In response to Reason to Believe.
For me it is the belief that there is always room for improvement, a belief that I can learn something new, a belief that I can make changes that will allow me to be happier, a belief that I have some level of control over my future. I will boil this down to the most simple form:
I believe because the alternative is bleak, like the bare branches of the background of this tree.
I need hope in my life. I need to be able to see the potential in a bleak situation and my belief helps me do that.
I will not give up on my youngest son. I support him and believe he has a reasonable chance to be happy and productive in his adult life in spite of Autism.
I did not give up on my marriage when we were having difficulties. It was very difficult at times, but I always believed that we could improve – and we did. No – we’re not perfect but that wasn’t the goal.

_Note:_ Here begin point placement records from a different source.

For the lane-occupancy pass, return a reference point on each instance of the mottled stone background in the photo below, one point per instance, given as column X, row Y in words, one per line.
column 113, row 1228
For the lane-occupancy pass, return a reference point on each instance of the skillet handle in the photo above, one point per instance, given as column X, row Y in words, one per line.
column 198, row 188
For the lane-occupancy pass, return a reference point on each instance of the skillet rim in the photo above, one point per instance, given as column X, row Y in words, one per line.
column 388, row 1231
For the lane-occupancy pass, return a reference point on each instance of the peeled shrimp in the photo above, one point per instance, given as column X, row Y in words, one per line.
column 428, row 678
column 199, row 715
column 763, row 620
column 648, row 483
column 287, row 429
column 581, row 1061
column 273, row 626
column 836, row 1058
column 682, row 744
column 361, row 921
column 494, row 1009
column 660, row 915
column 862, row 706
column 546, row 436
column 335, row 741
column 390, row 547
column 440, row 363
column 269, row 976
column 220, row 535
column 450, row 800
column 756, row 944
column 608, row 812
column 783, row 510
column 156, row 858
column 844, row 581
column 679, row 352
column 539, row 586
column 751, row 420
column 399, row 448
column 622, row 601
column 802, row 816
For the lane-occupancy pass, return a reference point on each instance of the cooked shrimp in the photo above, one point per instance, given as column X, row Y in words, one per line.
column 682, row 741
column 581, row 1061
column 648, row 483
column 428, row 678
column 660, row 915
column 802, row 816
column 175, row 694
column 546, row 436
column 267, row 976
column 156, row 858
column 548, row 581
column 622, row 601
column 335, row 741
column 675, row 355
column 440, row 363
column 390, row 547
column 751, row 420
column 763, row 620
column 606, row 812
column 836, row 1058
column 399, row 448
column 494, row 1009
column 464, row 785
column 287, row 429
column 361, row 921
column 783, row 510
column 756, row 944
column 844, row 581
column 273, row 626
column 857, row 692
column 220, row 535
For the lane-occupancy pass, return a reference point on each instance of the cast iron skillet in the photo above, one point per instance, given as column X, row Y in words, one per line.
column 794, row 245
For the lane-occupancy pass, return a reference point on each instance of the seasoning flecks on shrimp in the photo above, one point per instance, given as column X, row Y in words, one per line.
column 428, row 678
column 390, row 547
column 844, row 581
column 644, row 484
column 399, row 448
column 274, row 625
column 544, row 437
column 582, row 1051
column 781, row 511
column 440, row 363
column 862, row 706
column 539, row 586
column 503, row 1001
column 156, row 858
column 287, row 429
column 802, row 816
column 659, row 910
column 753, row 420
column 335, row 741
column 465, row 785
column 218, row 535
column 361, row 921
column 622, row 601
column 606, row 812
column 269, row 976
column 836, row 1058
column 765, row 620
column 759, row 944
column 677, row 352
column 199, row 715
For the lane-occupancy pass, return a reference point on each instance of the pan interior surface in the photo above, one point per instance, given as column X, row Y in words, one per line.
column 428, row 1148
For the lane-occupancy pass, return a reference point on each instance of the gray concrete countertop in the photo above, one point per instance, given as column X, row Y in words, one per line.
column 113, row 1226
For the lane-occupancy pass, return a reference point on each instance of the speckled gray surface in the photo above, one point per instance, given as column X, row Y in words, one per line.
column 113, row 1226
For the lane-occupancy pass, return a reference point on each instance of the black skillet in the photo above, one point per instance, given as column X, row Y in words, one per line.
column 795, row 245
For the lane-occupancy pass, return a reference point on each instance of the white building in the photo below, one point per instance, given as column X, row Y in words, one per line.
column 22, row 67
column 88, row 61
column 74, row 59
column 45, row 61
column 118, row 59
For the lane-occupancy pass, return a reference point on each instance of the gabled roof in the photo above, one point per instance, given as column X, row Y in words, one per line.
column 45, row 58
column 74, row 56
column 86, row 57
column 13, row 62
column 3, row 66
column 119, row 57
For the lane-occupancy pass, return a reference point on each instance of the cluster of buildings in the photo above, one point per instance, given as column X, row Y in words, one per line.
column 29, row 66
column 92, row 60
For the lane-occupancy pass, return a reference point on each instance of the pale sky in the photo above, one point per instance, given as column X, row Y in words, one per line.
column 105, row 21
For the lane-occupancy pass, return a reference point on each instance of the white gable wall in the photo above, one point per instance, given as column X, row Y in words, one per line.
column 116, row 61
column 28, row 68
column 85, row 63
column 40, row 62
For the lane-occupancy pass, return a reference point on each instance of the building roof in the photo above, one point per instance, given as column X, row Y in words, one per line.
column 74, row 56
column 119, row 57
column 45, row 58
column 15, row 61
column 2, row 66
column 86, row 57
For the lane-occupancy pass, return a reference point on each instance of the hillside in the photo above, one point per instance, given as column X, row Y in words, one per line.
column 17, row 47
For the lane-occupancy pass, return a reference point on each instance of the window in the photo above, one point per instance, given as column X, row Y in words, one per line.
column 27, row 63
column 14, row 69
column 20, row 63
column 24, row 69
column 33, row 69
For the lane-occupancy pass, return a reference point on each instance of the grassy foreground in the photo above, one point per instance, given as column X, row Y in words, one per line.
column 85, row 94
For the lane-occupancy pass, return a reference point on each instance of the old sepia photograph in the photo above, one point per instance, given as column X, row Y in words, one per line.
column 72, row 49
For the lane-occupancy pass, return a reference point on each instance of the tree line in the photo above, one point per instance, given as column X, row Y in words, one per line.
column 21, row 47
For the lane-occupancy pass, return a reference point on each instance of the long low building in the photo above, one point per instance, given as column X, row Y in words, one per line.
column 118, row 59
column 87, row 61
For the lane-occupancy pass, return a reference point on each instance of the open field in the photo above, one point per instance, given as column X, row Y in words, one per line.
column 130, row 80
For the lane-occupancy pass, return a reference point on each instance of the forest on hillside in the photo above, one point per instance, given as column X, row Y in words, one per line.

I did not give up on my oldest son when he was depressed and anxious beyond what a 10ish year old should ever be. I believed that he just needed help coping with the stress of having a special needs brother, help that I wasn’t able to provide myself because I also needed help.
I did not give up on myself when I reached an all time low and was eating frosting for the sugar high. I believed that there was something better for me and that I just needed help to change my mindset to be more positive.
Had I not believed, I would be a divorced mom of two boys with constant worry that one would end up in jail and the other would engage in self-destructive behaviors to handle his stress.